Event 15 introduces us to three soldiers who are suffering from post-traumatic stress disorder, due to the various horrors they have experienced during the war. We see these characters being interviewed by a doctor in a ‘found footage’ style, and these clips continue to pop up throughout the film in order to give us a greater understanding about why they are there in the first place. However, when all three of them get in the elevator of the building, it ends up breaking down, leaving them all trapped in there. As panic starts to rise, they eventually discover that a ‘dirty bomb’ has been set off in Washington D.C. and the radiation cloud threatens to poison anyone in its path.
This means that they are faced with two options – wait it out, keeping sealed in the lift so as to not let in the radiation, or to try and find a way out (something they’d have to do on their own, as the maintenance crew all jumped ship as soon as things kicked off). What follows is a desperate struggle between the three of them, with plenty of conflict and paranoia. I won’t reveal anything more here, as I wouldn’t want to ruin the twists and turns, but all is not as it seems.

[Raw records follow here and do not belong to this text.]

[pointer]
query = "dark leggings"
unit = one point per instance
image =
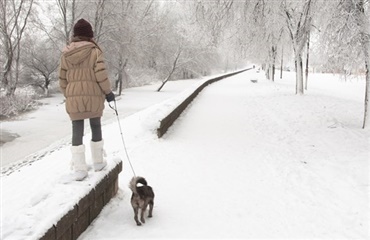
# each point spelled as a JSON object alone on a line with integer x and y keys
{"x": 78, "y": 131}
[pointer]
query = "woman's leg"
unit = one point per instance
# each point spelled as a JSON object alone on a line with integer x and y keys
{"x": 97, "y": 151}
{"x": 96, "y": 134}
{"x": 77, "y": 132}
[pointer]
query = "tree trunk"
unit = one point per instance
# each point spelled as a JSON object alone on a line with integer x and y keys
{"x": 174, "y": 66}
{"x": 299, "y": 74}
{"x": 281, "y": 64}
{"x": 307, "y": 60}
{"x": 367, "y": 94}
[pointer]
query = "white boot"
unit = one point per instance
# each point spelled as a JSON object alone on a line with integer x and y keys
{"x": 97, "y": 155}
{"x": 78, "y": 162}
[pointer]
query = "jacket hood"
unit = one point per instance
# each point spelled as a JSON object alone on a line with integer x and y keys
{"x": 77, "y": 52}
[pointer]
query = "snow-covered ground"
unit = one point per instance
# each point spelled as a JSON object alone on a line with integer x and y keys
{"x": 48, "y": 127}
{"x": 245, "y": 160}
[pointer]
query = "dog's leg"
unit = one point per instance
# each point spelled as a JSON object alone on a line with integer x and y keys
{"x": 142, "y": 213}
{"x": 136, "y": 210}
{"x": 151, "y": 204}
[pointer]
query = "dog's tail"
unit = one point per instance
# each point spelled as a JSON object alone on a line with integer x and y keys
{"x": 134, "y": 181}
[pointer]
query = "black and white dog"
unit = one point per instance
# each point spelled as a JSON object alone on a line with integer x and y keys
{"x": 142, "y": 196}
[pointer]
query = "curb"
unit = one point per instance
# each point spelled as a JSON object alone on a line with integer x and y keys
{"x": 77, "y": 220}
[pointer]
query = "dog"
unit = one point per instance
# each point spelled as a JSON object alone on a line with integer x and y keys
{"x": 142, "y": 196}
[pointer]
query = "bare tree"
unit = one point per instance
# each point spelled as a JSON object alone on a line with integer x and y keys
{"x": 350, "y": 26}
{"x": 41, "y": 64}
{"x": 67, "y": 10}
{"x": 298, "y": 17}
{"x": 14, "y": 17}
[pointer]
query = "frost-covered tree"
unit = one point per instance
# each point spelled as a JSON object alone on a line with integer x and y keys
{"x": 298, "y": 16}
{"x": 350, "y": 26}
{"x": 14, "y": 15}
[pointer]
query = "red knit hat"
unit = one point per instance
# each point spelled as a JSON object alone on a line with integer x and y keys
{"x": 83, "y": 28}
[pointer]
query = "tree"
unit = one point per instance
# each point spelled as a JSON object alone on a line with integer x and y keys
{"x": 14, "y": 17}
{"x": 350, "y": 26}
{"x": 41, "y": 63}
{"x": 298, "y": 18}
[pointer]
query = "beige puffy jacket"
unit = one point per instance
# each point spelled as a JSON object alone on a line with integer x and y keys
{"x": 84, "y": 80}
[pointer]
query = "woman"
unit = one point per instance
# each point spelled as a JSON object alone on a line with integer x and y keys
{"x": 84, "y": 82}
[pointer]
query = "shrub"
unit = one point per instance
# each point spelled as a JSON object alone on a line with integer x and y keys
{"x": 11, "y": 106}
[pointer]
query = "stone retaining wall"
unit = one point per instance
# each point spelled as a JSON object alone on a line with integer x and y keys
{"x": 76, "y": 221}
{"x": 167, "y": 122}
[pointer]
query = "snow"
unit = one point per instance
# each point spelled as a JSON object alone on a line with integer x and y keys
{"x": 245, "y": 160}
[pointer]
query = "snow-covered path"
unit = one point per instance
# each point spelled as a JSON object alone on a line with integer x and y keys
{"x": 48, "y": 127}
{"x": 250, "y": 161}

The back stories of the three main characters here works well at giving the viewer some context, and a fuller appreciation of why they behave as they do. Whilst there are some things that appear illogical during the piece, keep watching because all will be explained in the end. There are certain similarities that can be drawn with the infamous Stanford Prison Experiment (where participants were assigned into either a prisoner role or a guard role, and things quickly spiralled out of control).
And most importantly, we all remember how that one ended…with the psychologists running the experiment getting much too involved in it as well, meaning that it got shut down after only 6 days. The scary part of this all is that the experiment was funded by the US Office of Naval Research and indeed, the military has been known for trying out crazy experiments in order to create some sort of ‘super soldier’, such as giving soldiers a drug which can allegedly enable them to stay awake for 40 hours straight with no ill effects and trying to create a ‘rocket sled’ going at 400mph, which ended up causing fatal brain damage to the test chimpanzees.
I thought that this was a good attempt at tackling some serious issues, and for that reason I would definitely recommend it to those who are fascinated by psychology. The beginning is rather slow, but sets up the rest of the movie nicely, and things quickly build up to unnerving proportions. It is a simple yet effective little story, that definitely deserves a bit more recognition.